The race to achieve the quantum edge continues. A few days ago, the IBM Quantum Summit conference took place, and the U.S. company IBM announced its progress on the Osprey.
This is IBM’s quantum computer, the most powerful one to date. With a processor that reaches 433 cubits, it is set to revolutionize the landscape. In this Befree blog post we explain the significance of this event and what the future might hold.
The Osprey: the world’s most powerful quantum computer
IBM’s new quantum computer triples the memory of the Eagle (the processor that broke the 100-cubit barrier just a year ago). The Osprey reaches the 433 cubits. I’s included in a new IBM Quantum System Two, a modular system that we will talk about later. It will be accessible online in the first quarter of 2023, and is key to developing a modular architecture with quantum communication and a hybrid cloud system that allows quantum and classical workflows to be integrated.
As described by IBM itself, the new processor “has the potential to execute complex quantum computations far beyond the computational capacity of any classical computer” They also reflect this with a comparison: the number of classical bits needed to represent a state in the IBM Osprey processor far exceeds the total number of atoms in the known universe.
But what is a cubit?
Terminology is useless without a prior explanation. A cubit is the minimum unit of quantum computation. In common technology, the bit is used. But the difference with the cubit is that it does not have only two values (0 and 1), but can have these or any superposition of them.

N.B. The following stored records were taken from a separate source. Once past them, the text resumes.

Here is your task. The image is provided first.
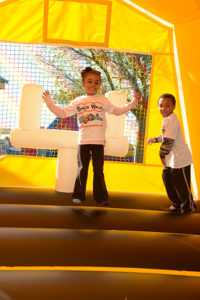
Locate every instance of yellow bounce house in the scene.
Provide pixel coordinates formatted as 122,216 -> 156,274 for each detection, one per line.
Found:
0,0 -> 199,199
1,2 -> 200,299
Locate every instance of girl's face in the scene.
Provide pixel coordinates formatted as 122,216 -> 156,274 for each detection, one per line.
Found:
158,97 -> 175,117
82,73 -> 101,96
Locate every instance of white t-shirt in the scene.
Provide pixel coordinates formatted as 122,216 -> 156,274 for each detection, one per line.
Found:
62,94 -> 118,145
162,112 -> 192,168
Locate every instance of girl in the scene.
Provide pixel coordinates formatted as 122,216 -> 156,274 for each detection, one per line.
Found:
43,67 -> 140,206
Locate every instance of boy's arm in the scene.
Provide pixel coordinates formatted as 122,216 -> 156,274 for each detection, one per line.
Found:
159,137 -> 175,166
159,137 -> 175,158
155,135 -> 162,143
147,135 -> 162,145
147,136 -> 174,166
42,90 -> 66,118
111,92 -> 140,115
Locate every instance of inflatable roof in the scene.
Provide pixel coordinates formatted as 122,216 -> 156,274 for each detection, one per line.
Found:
0,0 -> 199,197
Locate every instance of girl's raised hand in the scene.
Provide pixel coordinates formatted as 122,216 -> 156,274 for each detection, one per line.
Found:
42,90 -> 52,104
134,91 -> 142,104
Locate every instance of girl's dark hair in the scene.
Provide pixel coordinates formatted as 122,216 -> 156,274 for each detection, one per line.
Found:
81,67 -> 101,82
158,93 -> 176,105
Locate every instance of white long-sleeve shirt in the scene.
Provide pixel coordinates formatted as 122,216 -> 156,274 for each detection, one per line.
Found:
161,112 -> 192,168
46,93 -> 137,145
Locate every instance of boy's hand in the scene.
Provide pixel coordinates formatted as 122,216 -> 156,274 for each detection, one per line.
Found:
147,138 -> 156,145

If a current supercomputer can perform millions of operations with bits (according to El País, IBM’s Summit is capable of processing more than 200,000 million calculations per second), a quantum computer can perform trillions. Hence the importance of increasing the capacity of cubits in the models under development and minimizing the errors that affect this technology.
What we can expect in the future
IBM’s goal is clear: more than 4,000 cubits by 2025. The timetable is set and, so far, IBM is on schedule. For this 2022 it has been 433 cubits, but for next year nothing more and nothing less than a 1,121-cubit quantum computer is planned, the first to surpass the 1,000-cubit barrier (unless another company gets ahead of it). By 2025, IBM expects to have a system above 4,000 cubits.
In addition, after the quantum computer of more than 1,000 cubits, IBM is proposing a system based on modules. Called IBM Quantym System Two, the modular quantum computer will allow modules to be connected together to create larger quantum computers. This new system would be ready by the end of 2023. By connecting three of the future quantum computers, they could obtain a system of up to 16,632 cubits.